Es una novela de acción y cualquier otro calificativo hacia ella me sobra. Y más, teniendo en cuenta que las dos anteriores ya me proporcionaron alguna pista.
No hace mucho, hablaba de la gran atracción que habían ejercido en mí las dos primeras partes, Millenium 1 y Millenium 2, o, si queréis, "Los hombres que no amaban a las mujeres" y "La chica que soñaba con una cerilla y un bidón de gasolina". También tuve la oportunidad de ir a ver la película y me pareció " una película de acción de aquellas que ya sabes con qué te vas a encontrar exactamente".
Esta tercera entrega,Millenium 3, o, si queréis "La reina en el palacio de las corrientes de aire", se me hizo aburrida hasta la página 300 y pico. Y esto desmerece mucho la novela (a mi juicio). Es decir: si le quitáramos las primeras trescientas páginas la novela sería mucho más interesante.

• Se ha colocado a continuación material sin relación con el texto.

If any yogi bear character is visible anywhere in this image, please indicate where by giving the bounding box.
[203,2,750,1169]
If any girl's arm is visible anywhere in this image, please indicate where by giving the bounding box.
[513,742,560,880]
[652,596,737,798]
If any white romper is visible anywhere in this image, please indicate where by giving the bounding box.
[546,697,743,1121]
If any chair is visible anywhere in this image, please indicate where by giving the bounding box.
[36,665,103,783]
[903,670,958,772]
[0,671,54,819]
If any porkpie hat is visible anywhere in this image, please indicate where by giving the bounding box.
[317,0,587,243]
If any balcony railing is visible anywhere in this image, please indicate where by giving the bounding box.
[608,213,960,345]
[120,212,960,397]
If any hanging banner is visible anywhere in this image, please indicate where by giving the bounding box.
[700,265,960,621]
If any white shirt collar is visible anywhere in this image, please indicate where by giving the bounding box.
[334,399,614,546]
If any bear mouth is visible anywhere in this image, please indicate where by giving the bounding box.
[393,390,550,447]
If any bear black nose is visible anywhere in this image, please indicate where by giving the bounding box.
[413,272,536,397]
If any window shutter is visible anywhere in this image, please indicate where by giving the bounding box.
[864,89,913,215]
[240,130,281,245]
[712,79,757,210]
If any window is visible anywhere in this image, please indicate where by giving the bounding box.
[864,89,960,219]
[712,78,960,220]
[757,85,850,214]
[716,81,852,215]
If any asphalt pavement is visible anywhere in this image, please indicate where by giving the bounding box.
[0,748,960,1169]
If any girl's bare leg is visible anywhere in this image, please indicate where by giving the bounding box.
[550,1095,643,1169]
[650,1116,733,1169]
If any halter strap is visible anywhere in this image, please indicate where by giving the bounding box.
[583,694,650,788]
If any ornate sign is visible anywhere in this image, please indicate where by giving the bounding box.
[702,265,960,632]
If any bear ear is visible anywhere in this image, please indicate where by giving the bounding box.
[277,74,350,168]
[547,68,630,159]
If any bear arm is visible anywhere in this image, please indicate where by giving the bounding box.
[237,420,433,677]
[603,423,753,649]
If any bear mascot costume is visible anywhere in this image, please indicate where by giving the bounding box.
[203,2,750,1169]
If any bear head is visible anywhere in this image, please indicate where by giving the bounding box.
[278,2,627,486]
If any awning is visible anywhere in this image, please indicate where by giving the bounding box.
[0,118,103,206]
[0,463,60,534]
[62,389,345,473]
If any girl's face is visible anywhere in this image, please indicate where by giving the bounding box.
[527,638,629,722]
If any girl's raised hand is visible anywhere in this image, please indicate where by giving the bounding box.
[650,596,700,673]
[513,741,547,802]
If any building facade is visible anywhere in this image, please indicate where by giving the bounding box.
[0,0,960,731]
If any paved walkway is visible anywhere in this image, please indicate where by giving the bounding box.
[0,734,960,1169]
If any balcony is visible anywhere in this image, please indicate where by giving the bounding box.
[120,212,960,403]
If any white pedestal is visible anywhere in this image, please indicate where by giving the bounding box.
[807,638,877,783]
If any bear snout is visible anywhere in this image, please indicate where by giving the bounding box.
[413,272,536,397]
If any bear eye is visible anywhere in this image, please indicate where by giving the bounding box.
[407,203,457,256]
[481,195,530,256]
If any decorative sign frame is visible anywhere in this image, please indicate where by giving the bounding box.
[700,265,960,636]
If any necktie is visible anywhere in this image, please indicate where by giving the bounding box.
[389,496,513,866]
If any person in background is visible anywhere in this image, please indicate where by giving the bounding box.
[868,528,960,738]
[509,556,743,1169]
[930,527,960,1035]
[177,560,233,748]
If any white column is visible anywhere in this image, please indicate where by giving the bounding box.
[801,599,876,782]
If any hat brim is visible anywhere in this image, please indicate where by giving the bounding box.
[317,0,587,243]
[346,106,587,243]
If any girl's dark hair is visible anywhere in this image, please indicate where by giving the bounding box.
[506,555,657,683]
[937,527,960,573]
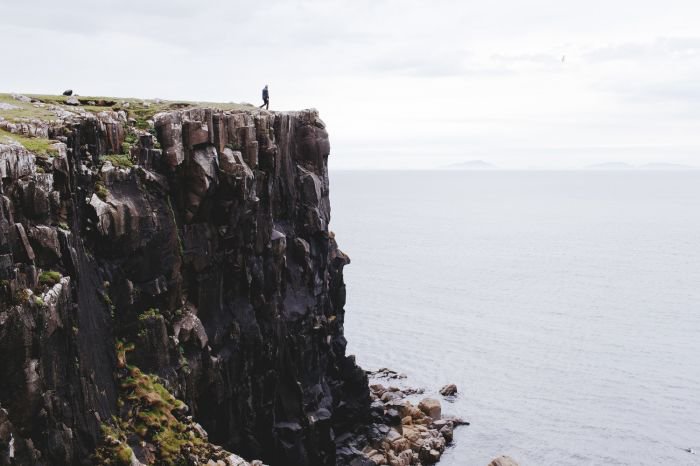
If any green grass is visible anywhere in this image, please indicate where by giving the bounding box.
[95,181,109,201]
[100,154,134,168]
[139,307,161,320]
[39,270,61,286]
[0,94,255,124]
[95,341,211,466]
[0,129,58,157]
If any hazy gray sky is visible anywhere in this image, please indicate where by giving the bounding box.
[0,0,700,168]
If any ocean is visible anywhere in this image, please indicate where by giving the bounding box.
[331,170,700,466]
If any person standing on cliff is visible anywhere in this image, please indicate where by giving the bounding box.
[259,84,270,110]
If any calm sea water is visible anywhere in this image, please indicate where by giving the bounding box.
[331,171,700,466]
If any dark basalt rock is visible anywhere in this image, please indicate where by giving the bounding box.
[0,109,370,466]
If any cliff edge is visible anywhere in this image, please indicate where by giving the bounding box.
[0,96,370,465]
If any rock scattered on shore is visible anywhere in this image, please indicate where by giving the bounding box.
[366,367,406,379]
[363,384,468,466]
[488,455,519,466]
[440,383,457,396]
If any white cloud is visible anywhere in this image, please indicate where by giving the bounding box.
[0,0,700,167]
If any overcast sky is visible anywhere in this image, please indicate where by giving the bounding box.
[0,0,700,168]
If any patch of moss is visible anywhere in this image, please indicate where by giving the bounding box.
[0,129,58,157]
[139,307,161,320]
[39,270,61,286]
[95,341,211,466]
[100,154,134,168]
[15,288,32,304]
[95,181,109,201]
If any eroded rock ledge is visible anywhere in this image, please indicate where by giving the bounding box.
[0,104,370,465]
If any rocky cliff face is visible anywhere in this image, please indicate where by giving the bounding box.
[0,103,369,465]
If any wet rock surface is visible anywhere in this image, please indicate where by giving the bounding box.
[0,105,370,465]
[352,380,468,466]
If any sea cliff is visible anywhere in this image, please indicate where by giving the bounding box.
[0,96,370,465]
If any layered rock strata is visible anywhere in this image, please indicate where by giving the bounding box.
[0,104,370,465]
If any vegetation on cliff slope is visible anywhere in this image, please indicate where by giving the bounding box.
[95,341,213,466]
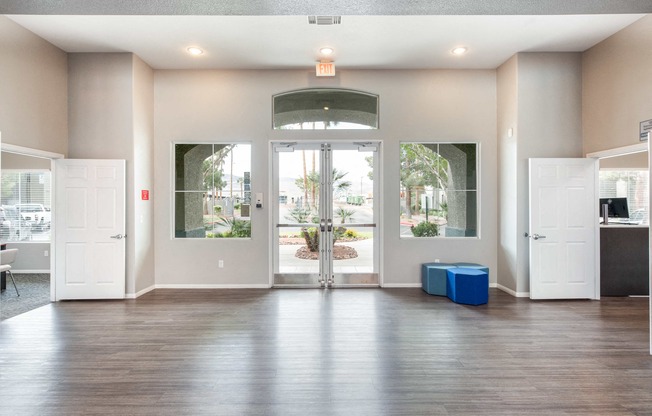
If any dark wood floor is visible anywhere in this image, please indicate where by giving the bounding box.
[0,289,652,416]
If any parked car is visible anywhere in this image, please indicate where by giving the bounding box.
[0,205,32,241]
[0,208,14,241]
[16,204,52,230]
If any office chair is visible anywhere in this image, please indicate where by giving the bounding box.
[0,248,20,296]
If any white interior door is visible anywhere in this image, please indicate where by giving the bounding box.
[529,159,600,299]
[54,159,126,300]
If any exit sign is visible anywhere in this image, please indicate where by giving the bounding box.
[316,62,335,77]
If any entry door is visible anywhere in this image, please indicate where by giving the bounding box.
[273,142,379,287]
[527,159,600,299]
[54,159,126,300]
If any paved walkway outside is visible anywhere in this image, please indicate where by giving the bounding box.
[279,238,374,273]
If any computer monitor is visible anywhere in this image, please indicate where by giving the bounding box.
[600,198,629,218]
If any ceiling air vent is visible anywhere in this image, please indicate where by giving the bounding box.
[308,16,342,25]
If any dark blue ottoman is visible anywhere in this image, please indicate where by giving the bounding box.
[446,267,489,305]
[421,263,456,296]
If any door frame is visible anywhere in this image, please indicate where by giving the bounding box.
[0,143,65,302]
[268,138,384,288]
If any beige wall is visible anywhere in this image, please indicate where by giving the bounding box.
[154,70,497,287]
[497,53,582,296]
[600,152,648,169]
[68,53,154,297]
[2,152,51,170]
[496,55,519,291]
[0,16,68,154]
[129,55,156,293]
[582,16,652,153]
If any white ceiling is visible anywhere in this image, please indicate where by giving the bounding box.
[8,14,644,69]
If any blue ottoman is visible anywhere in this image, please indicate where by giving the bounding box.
[421,263,455,296]
[455,263,489,276]
[446,267,489,305]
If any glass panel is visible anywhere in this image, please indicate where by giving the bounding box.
[400,143,478,237]
[600,169,649,224]
[174,144,251,238]
[0,170,52,241]
[333,150,375,273]
[277,149,320,274]
[273,88,378,130]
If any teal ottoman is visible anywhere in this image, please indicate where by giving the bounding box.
[446,267,489,305]
[421,263,456,296]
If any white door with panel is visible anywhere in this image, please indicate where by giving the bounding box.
[526,158,600,299]
[273,142,379,287]
[54,159,126,300]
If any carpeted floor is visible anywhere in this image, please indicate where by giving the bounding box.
[0,273,50,321]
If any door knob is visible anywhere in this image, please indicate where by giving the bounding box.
[523,233,546,240]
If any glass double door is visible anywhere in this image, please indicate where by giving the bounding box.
[273,142,379,287]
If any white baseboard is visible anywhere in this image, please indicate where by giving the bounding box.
[155,284,271,289]
[381,283,421,289]
[125,285,156,299]
[496,283,530,298]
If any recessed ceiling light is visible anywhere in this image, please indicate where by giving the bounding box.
[451,46,468,55]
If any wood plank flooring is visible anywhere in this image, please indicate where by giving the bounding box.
[0,289,652,416]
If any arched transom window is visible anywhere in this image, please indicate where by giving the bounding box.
[273,88,378,130]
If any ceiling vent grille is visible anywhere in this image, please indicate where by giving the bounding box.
[308,16,342,25]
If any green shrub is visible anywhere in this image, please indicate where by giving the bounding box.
[344,230,358,238]
[410,221,439,237]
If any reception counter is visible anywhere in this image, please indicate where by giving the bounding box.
[600,224,650,296]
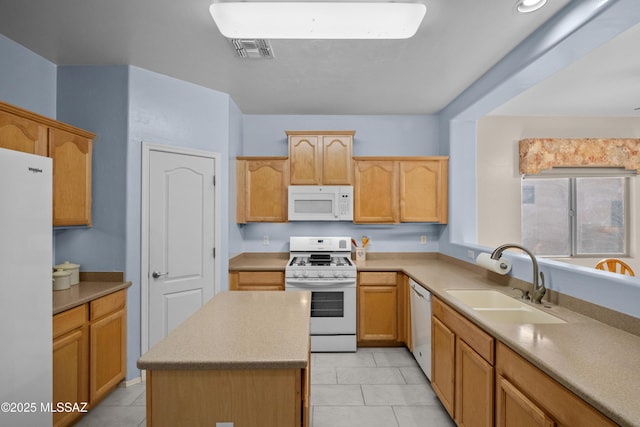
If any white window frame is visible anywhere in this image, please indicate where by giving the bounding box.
[520,167,636,258]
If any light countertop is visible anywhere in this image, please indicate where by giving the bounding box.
[230,253,640,426]
[138,291,311,370]
[52,271,131,314]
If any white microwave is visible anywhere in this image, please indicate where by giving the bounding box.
[289,185,353,221]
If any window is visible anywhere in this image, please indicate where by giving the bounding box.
[522,176,629,257]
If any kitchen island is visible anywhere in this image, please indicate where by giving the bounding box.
[138,291,310,427]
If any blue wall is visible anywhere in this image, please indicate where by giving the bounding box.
[0,34,57,118]
[54,65,129,271]
[439,0,640,317]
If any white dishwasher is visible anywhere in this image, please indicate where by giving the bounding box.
[409,279,431,381]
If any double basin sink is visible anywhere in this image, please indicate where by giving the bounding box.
[446,289,566,324]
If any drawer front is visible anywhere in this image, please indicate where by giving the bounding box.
[358,271,398,286]
[53,304,87,338]
[238,271,284,286]
[89,289,127,320]
[431,297,495,365]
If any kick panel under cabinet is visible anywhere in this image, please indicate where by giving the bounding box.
[0,102,95,226]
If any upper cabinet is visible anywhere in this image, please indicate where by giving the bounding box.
[353,158,399,223]
[354,157,448,224]
[0,108,47,156]
[286,131,355,185]
[49,128,92,225]
[0,102,95,226]
[236,157,289,224]
[398,157,448,224]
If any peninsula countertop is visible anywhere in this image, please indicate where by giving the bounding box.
[138,291,311,370]
[229,253,640,426]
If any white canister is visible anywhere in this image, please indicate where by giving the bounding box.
[53,261,80,285]
[53,268,71,291]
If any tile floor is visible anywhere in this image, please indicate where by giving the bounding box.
[76,348,455,427]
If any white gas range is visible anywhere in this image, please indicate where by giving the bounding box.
[285,237,357,352]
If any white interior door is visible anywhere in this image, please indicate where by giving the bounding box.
[148,150,215,348]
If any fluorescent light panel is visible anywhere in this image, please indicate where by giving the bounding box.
[209,2,427,39]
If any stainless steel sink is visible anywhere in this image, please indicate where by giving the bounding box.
[446,289,566,323]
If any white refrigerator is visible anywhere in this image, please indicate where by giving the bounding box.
[0,148,53,426]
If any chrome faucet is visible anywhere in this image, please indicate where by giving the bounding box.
[491,243,547,304]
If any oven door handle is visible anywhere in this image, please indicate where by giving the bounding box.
[285,279,356,289]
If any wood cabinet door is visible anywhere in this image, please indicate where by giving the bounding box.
[455,338,496,427]
[431,316,456,418]
[229,271,284,291]
[399,160,447,223]
[52,326,89,426]
[358,285,398,342]
[0,111,47,156]
[289,135,322,185]
[245,160,289,222]
[89,308,127,405]
[322,135,353,185]
[49,128,92,226]
[496,375,557,427]
[353,160,399,223]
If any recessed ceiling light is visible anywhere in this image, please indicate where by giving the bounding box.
[516,0,547,13]
[209,1,427,39]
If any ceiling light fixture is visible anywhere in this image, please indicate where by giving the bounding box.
[209,1,427,39]
[516,0,547,13]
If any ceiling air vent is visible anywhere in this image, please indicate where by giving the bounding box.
[231,39,273,59]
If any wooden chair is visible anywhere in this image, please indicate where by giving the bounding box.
[596,258,635,276]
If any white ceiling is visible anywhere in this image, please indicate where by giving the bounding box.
[491,20,640,118]
[0,0,612,114]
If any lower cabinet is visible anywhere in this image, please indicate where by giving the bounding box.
[229,271,284,291]
[89,290,127,405]
[431,297,495,426]
[53,289,126,426]
[496,342,617,427]
[53,304,89,426]
[357,272,406,346]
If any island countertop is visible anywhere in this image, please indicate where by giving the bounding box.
[229,253,640,427]
[138,291,311,370]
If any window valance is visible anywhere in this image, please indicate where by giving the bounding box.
[519,138,640,175]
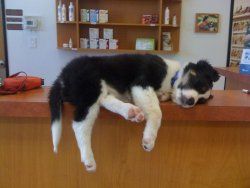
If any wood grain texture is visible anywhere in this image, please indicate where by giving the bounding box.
[0,118,250,188]
[215,67,250,90]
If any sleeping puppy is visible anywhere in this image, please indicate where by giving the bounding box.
[49,54,219,171]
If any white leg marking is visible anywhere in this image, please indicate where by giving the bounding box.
[132,86,162,151]
[73,104,99,172]
[51,119,62,153]
[100,94,144,122]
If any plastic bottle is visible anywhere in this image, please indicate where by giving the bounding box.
[69,2,75,22]
[164,7,170,24]
[62,4,67,22]
[57,0,62,22]
[69,38,73,48]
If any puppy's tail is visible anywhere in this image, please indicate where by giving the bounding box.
[49,78,63,153]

Una novela policíaca, una novela de acción, una novela de entretenimiento.
Leí algo acerca de la traducción. Venían a decir que se tradujo al español a partir de la versión francesa, en lugar de traducir directamente del sueco.Tengo la versión francesa y no me parece que haya sido así, como dicen. Para empezar, muchos de los nombres están cambiados, y con un tipo de letra parecido, la versión francesa tiene 711 páginas y la versión española tiene 854. Ya me explicaréis por qué.
En cualquier caso, creo que en esta tercera parte el vocabulario está mucho menos trabajado que en las dos primeras. ¿Un prejuicio, por mi parte? quizá. Pero creo que hubo demasiada prisa en traducirla. La gente estaba impaciente. Había que sacarla al mercado como fuera. Y ahí, para mi que las cosas se debieron de hacer con más prisas de las que requiere una buena traducción. creo que a nivel económico, les fue estupendo. Pero la calidad se ha resentido. Siempre según mi opinión.
No hace muchos días leía, en un blog catalán, a alguien que "se quejaba" de que "todo el mundo lee lo mismo". A mi me parece que, si bien es verdad que somos animales gregarios que optamos, en general, por hacer lo que hace la mayoría, como por ejemplo, comer, comprar, trabajar (los que tenemos trabajo), ir de vacaciones (los que puedan), hay dos temas,
la lectura y la música, en los que "todavía" somos bastante libres. Es cierto que nos acribillan con las músicas que interesa que oigamos, con los discursos que interesa que nos creamos y con los libros que interesa que compremos. Pero para mi que no somos tan tontos.
Leemos lo que queremos. Y si nos equivocamos, somos capaces de reconocerlo.
¿No?
No me arrepiento de haber leído esta trilogía. Me lo he pasado bastante bien. Como cuando fui a ver La guerra de las galaxias, digamos. Pero no es la literatura de mi vida, como la canción del verano de turno puede servirme para mover elesqueleto en la verbena de turno, pero jamás será la música que forme parte de la banda sonora de mi vida.